Sento il fragore delle ali che si spalancano e poi
il peso del cielo che cadeva sulle mie spalle, mentre la
gravità torna a
spingere sul mio corpo; mentre le zampe di Ignem si posano sul terreno
con un
sonoro botto io espiro con il fiato corto, ho trattenuto il fiato per
tutto
l’atterraggio e ora annaspo col battito del cuore accelerato.

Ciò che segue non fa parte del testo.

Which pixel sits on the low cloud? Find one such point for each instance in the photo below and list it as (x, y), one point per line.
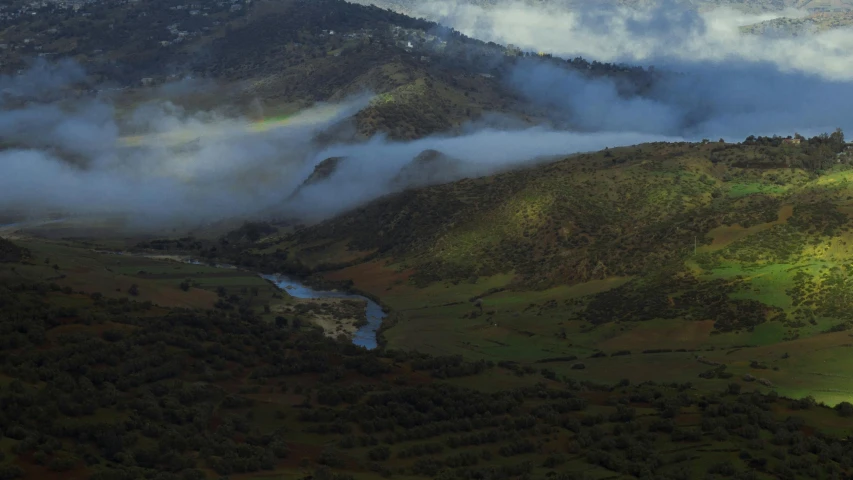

Scivolo dal dorso della mia compagna e salto sul
terreno, mi siedo e affondo le mani nella terra aspra e secca, disegno
delle linee
come sulla sabbia e osservo le mie dita tracciare quei piccoli solchi.
Ormai è
ora di andare, saluto Ignem e salgo su Poseidone; in poco mi ritrovo a
galoppare tra campi, boschi e sterpaglie.
Riporto Poseidone alle stalle, accolta dallo stesso
stalliere che mi ha venduto il cavallo, mi guarda con occhio critico e
dice:
“Non ti ridarò i soldi senza la firma del
re”
Sospiro.
“Forse mi avete frainteso, non rivoglio i soldi; ma
il cavallo deve pur avere una stalla”
“Ma figuratevi, qui ci stanno solo i cavalli
dell’esercito e …” Inizia, ma una voce
leggermente acuta lo interrompe, mi
presto all’ascolto a quella voce di fanciullo ansimante.

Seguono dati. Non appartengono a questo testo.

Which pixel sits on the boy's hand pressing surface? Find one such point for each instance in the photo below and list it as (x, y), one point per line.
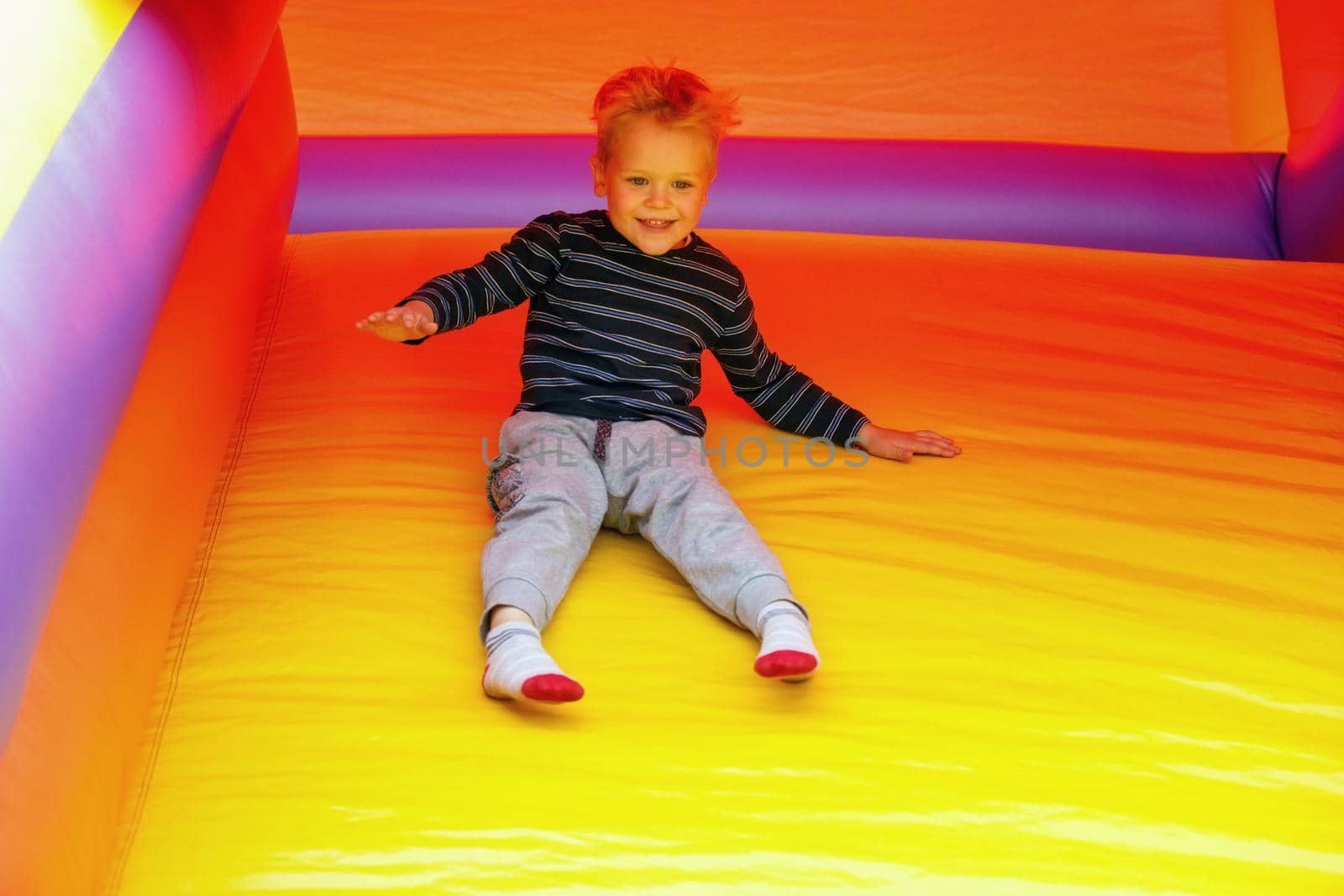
(413, 320)
(900, 446)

“Signorina, il re vi manda a dire che questa sera
ci sarà un ballo e voi dovete assolutamente
partecipare” Un ragazzino sui
dodici anni, coi capelli biondi e gli occhi verdi mi riferisce il
messaggio,
sembra leggermente spaventato, lo posso capire.
“Quando avrà luogo questo ballo?”
“Fra un’ora, il re a provveduto a procurarvi un
vestito adeguato” Annuisco e congedo il ragazzino con un
gesto.
Inizio a uscire dalle stalle ma lo stalliere mi
ferma, stringe il mio braccio trattenendomi, mi giro e lo colpisco in
viso con
un pugno; come si è permesso di toccarmi? Fino ad ora sono
stata una brava
bambina, ma questo non poteva durare; neanche fosse il re in persona.
Un rantolo soffocato proviene dall’uomo steso sul
pavimento della stalla, non credo di averlo colpito così
forte, ma quello non
si decide ad alzarsi. Nello spirito di un vero cavaliere oscuro me ne
dovrei
andare senza assicurarmi se sta bene o no, ma visto che deve occuparsi
del mio
cavallo meglio controllare che non abbia danni celebrali permanenti.
Mi avvicino a denti stretti, cercando di non
sputargli addosso; osservo le mani dell’uomo schiacciate
sulla faccia e il
dondolio del suo corpo.
“Sei delicato; sicuro di non essere una donna?”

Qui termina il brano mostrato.